Selon L’Agefi, Nokia devrait annoncer lundi lors d’un comité social économique central extraordinaire entre 1000 et 1200 suppressions de postes en France. Pour L’Usine Nouvelle, ce sera près de 1000 suppressions de postes. Les deux journaux s’accordent sur un point : cette fois-ci la R&D ne sera pas épargnée.

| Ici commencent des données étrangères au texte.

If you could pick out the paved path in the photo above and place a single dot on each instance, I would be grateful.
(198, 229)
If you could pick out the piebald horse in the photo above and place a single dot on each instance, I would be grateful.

Lundi, les salariés français de Nokia, qui a racheté Alcatel-Lucent en 2016, seront à quoi s’en tenir. L’équipementier télécoms finlandais a convoqué les représentants du personnel pour une « réunion de présentation et de remise des documents d’information relatifs au projet de réorganisation de la société Alcatel-Lucent International (ALUi), ses conséquences et les mesures sociales d’accompagnement ». Ce sera le quatrième plan depuis le rachat d’Alcatel-Lucent par la firme finlandaise en 2016. Jusqu’ici les emplois de R&D avaient été épargnés, du fait de l’engagement de Nokia auprès des pouvoirs publics lors du rachat d’Alcatel-Lucent. Ce ne sera désormais plus le cas. L’engagement du maintien des effectifs de R&D dans l’Hexagone a pris fin et même des emplois de R&D liés à la 5G seraient menacés, selon la presse.

Selon le communiqué publié par l’intersyndicale, le plan de restructuration concerne la filiale qui a gardé le nom d’Alcatel Lucent International et qui employait 3667 salariés fin avril, dont 2895 à Nozay (91) et 772 à Lannion (22).